Evidence of this uplift and folding can be seen in the vertical Eocene strata at Alum and Whitecliff Bays, the rocks here have been folded 90º! The modern hills in our region are slowly taking shape.
Hominids, Handaxes and Hyenas: 400,000 years BP
Ice age Britain wasn’t always cold. 400,000 years ago the Isle of Wight is a warm balmy open woodland home to bizarre wildlife including lions, hyenas, forest elephants, rhinos, bison, deer and hippopotamus! Rivers deposit gravels and muds, preserving fossils of these strange species.
Homo heidelbergensis, ancestors of the Neanderthals, roam the landscape hunting and gathering. They produce iconic flint handaxes for butchering animals, artefacts that we often find on the island today! Fossils of these humans however have never been found here.

Flint, fire and ice: 100,000 – 11,000 years BP
It’s the last ice age and the Isle of Wight is part of a vast freezing tundra landscape. Ice sheets are repeatedly expanding southwards, sometimes as far south as Wales! Bison, reindeer, wild horse and woolly mammoth roam the plains, alongside bears, lions, wolves and hyena! The English Channel and the Solent don’t exist, for the moment they are large river valleys.
Hardy Neanderthals hunt the herds and follow the rivers, producing flint tools. 45,000 years ago a new human species arrives, Homo sapiens! We are here, but not for long. 25,000 years ago the climate becomes too harsh to support most life, humans and wildlife are driven away.

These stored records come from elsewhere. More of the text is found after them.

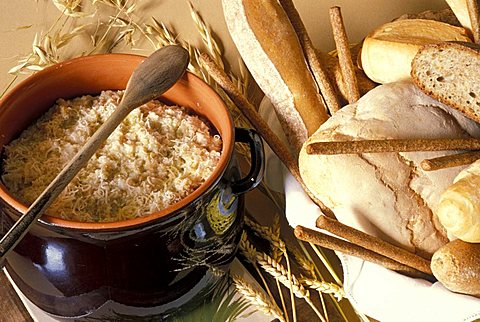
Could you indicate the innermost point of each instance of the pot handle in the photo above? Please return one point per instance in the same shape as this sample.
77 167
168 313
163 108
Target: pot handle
257 158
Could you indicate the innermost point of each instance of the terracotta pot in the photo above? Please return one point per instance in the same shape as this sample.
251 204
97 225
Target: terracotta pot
149 266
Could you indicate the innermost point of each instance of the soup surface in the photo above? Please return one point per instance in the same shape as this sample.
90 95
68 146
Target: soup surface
158 155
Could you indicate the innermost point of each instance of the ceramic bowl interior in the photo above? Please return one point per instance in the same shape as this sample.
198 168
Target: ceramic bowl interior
90 75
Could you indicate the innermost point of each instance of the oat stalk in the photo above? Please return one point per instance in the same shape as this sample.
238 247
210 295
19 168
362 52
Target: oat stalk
257 298
287 279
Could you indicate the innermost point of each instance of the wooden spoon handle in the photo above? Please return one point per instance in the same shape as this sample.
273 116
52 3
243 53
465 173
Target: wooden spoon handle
21 227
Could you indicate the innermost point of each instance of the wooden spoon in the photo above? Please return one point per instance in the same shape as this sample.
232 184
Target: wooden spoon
154 76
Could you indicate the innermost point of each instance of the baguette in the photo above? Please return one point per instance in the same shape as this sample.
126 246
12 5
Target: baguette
448 72
268 44
388 51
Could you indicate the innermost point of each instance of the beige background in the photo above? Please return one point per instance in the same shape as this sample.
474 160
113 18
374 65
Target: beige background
360 17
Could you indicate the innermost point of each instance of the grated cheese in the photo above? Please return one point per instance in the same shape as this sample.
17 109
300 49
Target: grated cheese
158 155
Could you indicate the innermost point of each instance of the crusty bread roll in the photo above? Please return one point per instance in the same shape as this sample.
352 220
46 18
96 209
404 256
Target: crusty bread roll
457 266
268 44
460 9
459 206
388 51
387 194
449 73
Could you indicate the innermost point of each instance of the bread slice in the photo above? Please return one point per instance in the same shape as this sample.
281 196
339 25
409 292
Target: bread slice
388 51
449 72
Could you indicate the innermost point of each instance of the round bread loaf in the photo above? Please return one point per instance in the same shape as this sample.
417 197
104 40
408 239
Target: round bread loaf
387 194
456 266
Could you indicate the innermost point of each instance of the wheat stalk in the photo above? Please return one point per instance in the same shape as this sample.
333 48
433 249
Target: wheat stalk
287 279
207 37
258 299
271 234
324 287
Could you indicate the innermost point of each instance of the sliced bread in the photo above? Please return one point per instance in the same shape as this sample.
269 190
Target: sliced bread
388 50
450 72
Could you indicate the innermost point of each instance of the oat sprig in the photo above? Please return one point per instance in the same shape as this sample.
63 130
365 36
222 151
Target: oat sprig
257 298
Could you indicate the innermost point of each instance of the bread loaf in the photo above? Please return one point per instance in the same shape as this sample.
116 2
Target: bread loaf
456 266
388 51
267 42
449 73
387 194
459 206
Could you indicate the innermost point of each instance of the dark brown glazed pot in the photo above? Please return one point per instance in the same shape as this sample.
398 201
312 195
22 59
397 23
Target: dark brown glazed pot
149 266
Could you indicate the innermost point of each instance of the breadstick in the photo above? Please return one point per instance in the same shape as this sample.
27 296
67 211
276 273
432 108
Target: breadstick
260 125
375 244
472 7
336 244
344 55
450 161
318 70
392 145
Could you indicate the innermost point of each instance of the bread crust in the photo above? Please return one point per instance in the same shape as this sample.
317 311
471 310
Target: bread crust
387 194
456 266
388 50
448 72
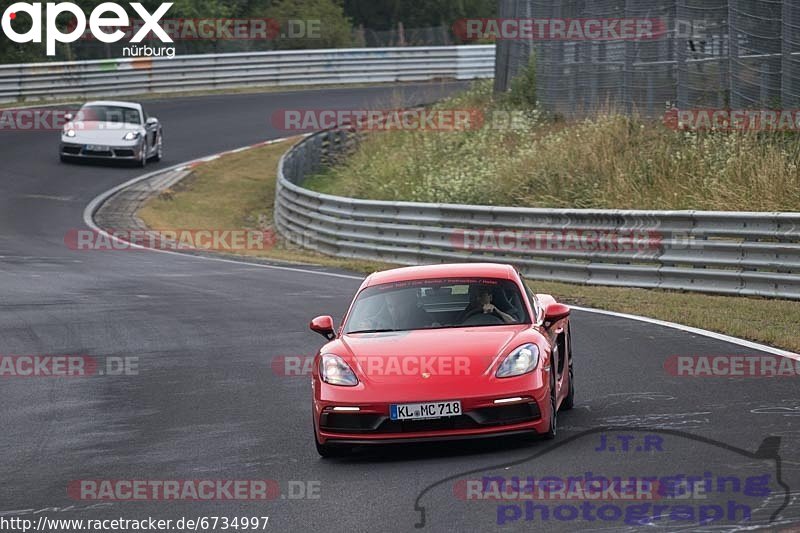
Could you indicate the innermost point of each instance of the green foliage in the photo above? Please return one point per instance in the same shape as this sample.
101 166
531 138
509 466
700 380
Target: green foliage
334 27
386 14
607 161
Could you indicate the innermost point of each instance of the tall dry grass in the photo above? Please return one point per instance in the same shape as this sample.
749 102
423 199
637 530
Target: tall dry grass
608 161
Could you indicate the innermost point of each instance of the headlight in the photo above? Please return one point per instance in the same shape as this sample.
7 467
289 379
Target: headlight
335 371
521 361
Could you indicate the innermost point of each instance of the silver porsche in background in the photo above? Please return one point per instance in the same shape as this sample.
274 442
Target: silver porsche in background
112 131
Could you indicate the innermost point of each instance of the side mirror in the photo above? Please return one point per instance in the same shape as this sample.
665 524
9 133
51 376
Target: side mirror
324 326
556 312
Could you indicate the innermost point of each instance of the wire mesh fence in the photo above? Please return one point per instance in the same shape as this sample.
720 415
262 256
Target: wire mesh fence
725 54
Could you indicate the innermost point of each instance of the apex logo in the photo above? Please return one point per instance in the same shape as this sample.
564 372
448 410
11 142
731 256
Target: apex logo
106 15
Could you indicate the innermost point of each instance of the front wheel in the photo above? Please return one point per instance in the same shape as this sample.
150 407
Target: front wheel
553 428
159 155
142 161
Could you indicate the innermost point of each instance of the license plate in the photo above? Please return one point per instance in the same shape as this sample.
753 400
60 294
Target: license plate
421 411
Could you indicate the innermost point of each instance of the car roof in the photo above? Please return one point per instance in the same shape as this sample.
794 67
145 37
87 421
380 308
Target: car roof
131 105
460 270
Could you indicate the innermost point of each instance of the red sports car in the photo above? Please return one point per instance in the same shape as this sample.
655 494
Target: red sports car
442 352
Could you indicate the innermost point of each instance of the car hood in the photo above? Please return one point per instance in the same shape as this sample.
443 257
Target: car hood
445 354
102 133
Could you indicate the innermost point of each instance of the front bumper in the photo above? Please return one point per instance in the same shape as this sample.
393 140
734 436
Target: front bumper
77 150
481 417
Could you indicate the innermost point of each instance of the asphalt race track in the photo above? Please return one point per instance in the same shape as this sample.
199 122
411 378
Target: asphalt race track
206 403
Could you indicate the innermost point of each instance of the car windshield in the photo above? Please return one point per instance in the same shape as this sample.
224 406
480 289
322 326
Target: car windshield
112 114
437 304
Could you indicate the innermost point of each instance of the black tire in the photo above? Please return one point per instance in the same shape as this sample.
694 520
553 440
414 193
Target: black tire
569 401
159 155
553 429
142 162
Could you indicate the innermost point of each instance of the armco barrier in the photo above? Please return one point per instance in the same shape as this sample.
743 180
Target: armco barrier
753 254
119 77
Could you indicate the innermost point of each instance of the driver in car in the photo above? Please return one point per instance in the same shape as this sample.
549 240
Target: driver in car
483 304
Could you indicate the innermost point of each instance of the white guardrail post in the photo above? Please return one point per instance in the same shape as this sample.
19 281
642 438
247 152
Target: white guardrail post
751 254
119 77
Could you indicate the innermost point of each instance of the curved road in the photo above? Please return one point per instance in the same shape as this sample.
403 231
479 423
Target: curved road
207 405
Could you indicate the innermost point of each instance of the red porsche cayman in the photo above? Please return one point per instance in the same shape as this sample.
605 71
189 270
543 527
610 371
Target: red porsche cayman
442 352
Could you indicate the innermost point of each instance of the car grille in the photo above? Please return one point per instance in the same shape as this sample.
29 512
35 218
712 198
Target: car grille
488 416
98 153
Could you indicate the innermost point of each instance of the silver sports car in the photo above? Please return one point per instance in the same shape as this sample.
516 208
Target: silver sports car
113 131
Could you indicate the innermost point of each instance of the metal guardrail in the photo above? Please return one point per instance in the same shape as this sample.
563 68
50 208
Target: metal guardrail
119 77
749 254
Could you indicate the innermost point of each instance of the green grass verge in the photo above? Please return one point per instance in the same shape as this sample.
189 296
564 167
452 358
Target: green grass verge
238 191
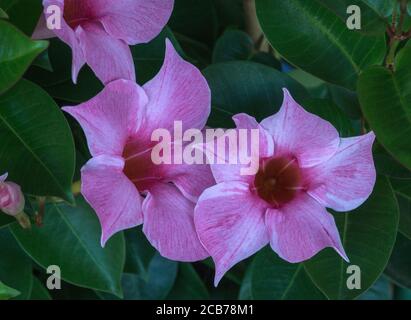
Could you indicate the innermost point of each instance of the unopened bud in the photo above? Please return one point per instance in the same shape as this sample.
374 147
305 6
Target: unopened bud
11 197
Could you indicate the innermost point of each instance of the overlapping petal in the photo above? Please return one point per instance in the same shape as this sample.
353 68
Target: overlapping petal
297 132
301 228
347 179
230 223
112 195
110 118
169 224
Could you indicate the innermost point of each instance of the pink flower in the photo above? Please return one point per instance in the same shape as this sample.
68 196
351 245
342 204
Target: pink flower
99 32
304 167
11 197
121 182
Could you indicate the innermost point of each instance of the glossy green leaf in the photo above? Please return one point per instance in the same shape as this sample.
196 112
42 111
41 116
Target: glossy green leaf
17 55
381 290
398 268
148 59
3 14
368 236
161 276
249 87
39 291
24 14
37 147
139 252
7 292
327 110
381 93
196 19
70 239
188 285
275 279
15 265
233 45
314 38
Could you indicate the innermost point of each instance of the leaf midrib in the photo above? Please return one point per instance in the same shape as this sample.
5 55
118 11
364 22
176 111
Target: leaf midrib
32 153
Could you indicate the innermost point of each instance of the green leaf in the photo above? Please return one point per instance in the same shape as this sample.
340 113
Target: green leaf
17 55
372 21
398 268
400 179
148 58
314 38
275 279
7 292
24 14
196 19
139 252
188 285
15 265
381 290
70 239
381 93
241 86
368 236
37 147
161 276
39 291
3 15
233 45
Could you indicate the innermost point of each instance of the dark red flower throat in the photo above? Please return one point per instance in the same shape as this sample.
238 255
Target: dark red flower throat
278 180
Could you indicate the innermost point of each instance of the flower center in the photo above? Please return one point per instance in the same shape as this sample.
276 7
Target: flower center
278 180
139 167
77 12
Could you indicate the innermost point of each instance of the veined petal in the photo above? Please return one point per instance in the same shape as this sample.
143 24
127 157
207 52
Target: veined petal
347 179
110 118
304 135
231 166
68 35
134 21
111 194
230 223
301 228
179 92
169 224
109 58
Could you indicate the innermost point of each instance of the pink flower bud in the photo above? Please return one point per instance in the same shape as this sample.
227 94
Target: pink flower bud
11 197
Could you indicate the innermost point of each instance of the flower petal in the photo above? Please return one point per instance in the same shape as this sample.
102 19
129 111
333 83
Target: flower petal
230 171
134 21
169 224
306 136
67 34
112 195
41 31
111 117
179 92
347 179
230 223
109 58
301 228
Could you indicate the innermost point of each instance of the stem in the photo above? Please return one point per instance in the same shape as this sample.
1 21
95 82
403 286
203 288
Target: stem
397 34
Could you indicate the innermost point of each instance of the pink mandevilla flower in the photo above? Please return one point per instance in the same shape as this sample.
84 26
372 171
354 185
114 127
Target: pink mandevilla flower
304 167
11 197
99 32
121 182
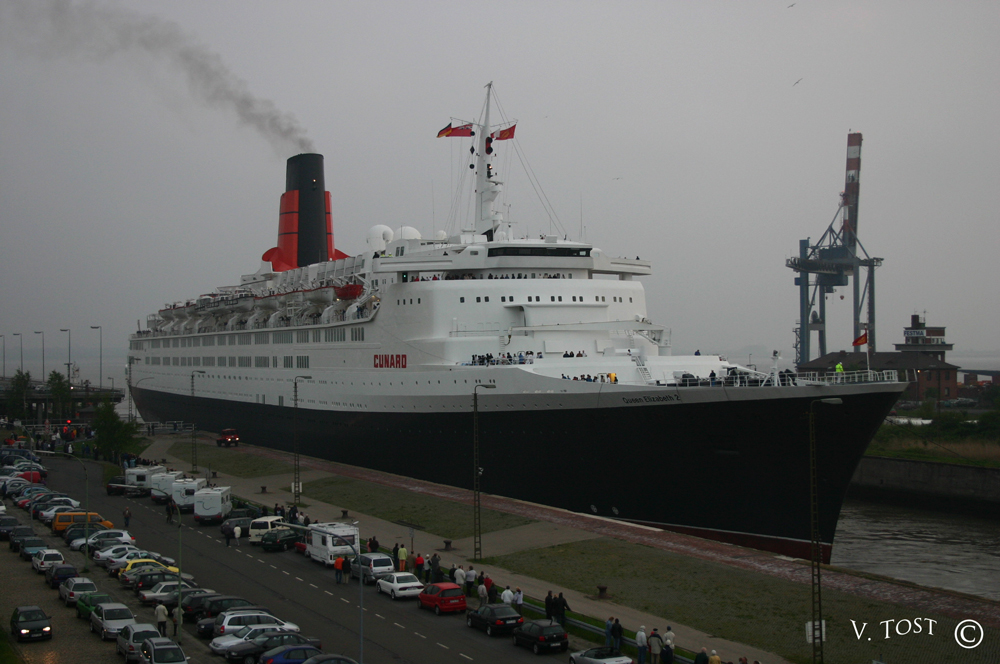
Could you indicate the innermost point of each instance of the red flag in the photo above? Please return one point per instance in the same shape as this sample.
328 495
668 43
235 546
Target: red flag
461 130
504 134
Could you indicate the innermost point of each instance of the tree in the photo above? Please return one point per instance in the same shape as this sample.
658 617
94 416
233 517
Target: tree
114 435
17 395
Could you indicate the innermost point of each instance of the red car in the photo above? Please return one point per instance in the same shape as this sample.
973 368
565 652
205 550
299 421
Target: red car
442 597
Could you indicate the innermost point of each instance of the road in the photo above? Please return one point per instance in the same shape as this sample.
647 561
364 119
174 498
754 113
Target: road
294 588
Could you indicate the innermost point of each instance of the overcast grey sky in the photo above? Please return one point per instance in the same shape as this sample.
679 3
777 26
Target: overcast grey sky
142 149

The birth of an island: 11,000 – 2,000 years BP
12,000 years ago ice sheets retreat and sea levels rise! Modern forests and wildlife expand across the landscape. At first bands of Mesolithic hunters roam the warm forests, hunting deer, boar and wild cattle. The Isle of Wight is still part of mainland Britain!
6,000 years ago pioneering Neolithic farmers cross the English Channel from France in skin boats, bringing farming to the Isle of Wight. The Bronze Age Beaker People come soon after and construct ancient barrows across our landscape to honour the dead! Humans control the environment and are paving the way for our modern world.
5,000 years ago the Solent River is flooded by rising sea levels. Our modern island is finally born after 130 million years!